AdvantageKit replay relies on all data sources being deterministic and synchronized. IO interfaces ensure this is the case for subsystems, and AdvantageKit automatically handles replay for core WPILib classes (DriverStation
, RobotController
, and PowerDistribution
). However, it's easy to accidentally use data from sources that are not properly logged. We recommend regularly testing out log replay during development to confirm that the replay outputs match the real outputs. Spotting mistakes like this early is the key to fixing them before it becomes a critical issue at an event.
Some common non-deterministic data sources to watch out for include:
- NetworkTables data as inputs, including from driver dashboards. See here.
- Large hardware libraries like YAGSL or Phoenix 6 swerve, which interact with hardware directly instead of through an IO layer. Try using the AdvantageKit swerve template project instead.
- Interactions with the RIO filesystem. Files can be saved and read by the robot code, but incoming data still needs to be treated as an input.
- Random number generation, which cannot be recreated in a simulator.
The main robot code logic must be single threaded to work with log replay. This is because the timing of extra threads cannot be recreated in simulation; threads will not execute at the same rate consistently, especially on different hardware.
There are two solutions to this issue:
- Threads are rarely required in FRC code, so start by considering alternatives. Control loop can often run great at 50Hz in the main robot thread, or consider using the closed-loop features of your preferred motor controller instead.
- If a thread is truly required, it must be isolated to an IO implementation. Since the inputs to the rest of the robot code are logged periodically, long-running tasks or high frequency control loops are possible (but as part of an IO implementation, they cannot be recreated during log replay).
Note: PathPlanner includes a replanning feature that makes use of threads.
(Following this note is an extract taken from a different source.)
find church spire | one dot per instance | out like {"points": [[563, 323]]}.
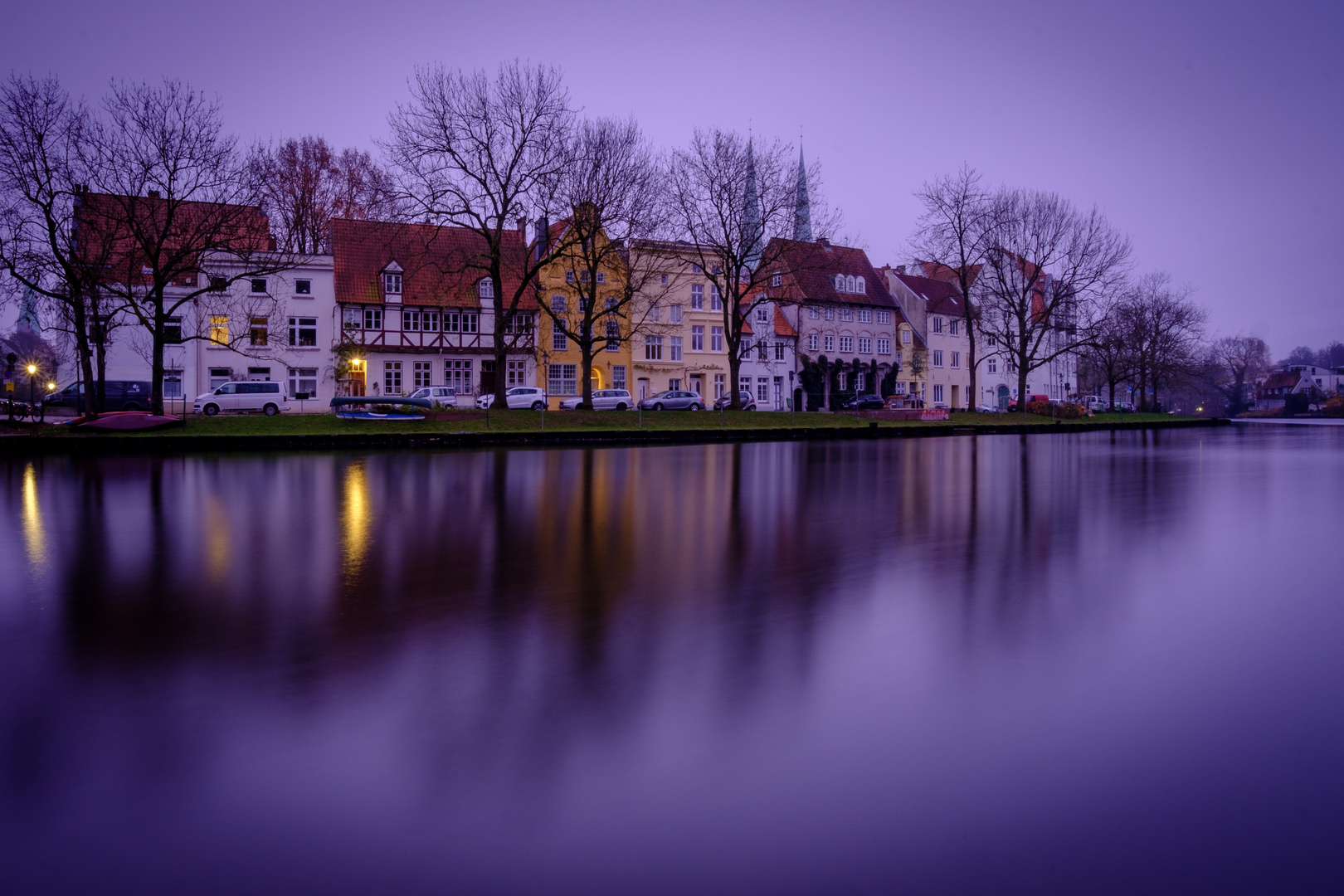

The default implementation must be replaced with an AdvantageKit-compatible version as seen below. This class is included in AdvantageKit's swerve template project.
Pathfinding.setPathfinder(new LocalADStarAK());
Typically, inputs from subsystems are only updated during calls to periodic
. Note that this means updated (non-default) input data is not available in the constructor. The solution is to either wait for the first periodic
call or call periodic
from within the constructor.
public class Example extends SubsystemBase {
private final ExampleIO io;
private final ExampleIOInputs inputs = new ExampleIOInputs();
public Example(ExampleIO io) {
this.io = io;
// Inputs are not updated yet
inputs.position;
}
@Override
public void periodic() {
io.updateInputs(inputs);
Logger.processInputs("Example", inputs);
// Inputs are now updated
inputs.position;
}
}
AdvantageKit's deterministic timestamps don't have significant effect on almost all FRC code. However, they may cause unexpected behavior for very advanced use cases. See here for details.
Many units tests are unaffected by AdvantageKit's WPILib shims, but those which rely on data from DriverStation
or RobotController
(such as battery voltage) may not function as expected. This is because simulated inputs (as set by classes like RoboRioSim
) are not updated outside of the periodic functions of LoggedRobot
. To fix this, manually capture data and update the logging objects through a method like this:
private void refreshAkitData() {
ConduitApi.getInstance().captureData();
LoggedDriverStation.getInstance().periodic();
LoggedSystemStats.getInstance().periodic();
}
refreshAkitData()
should be called after any updates to the simulated values managed by AdvantageKit.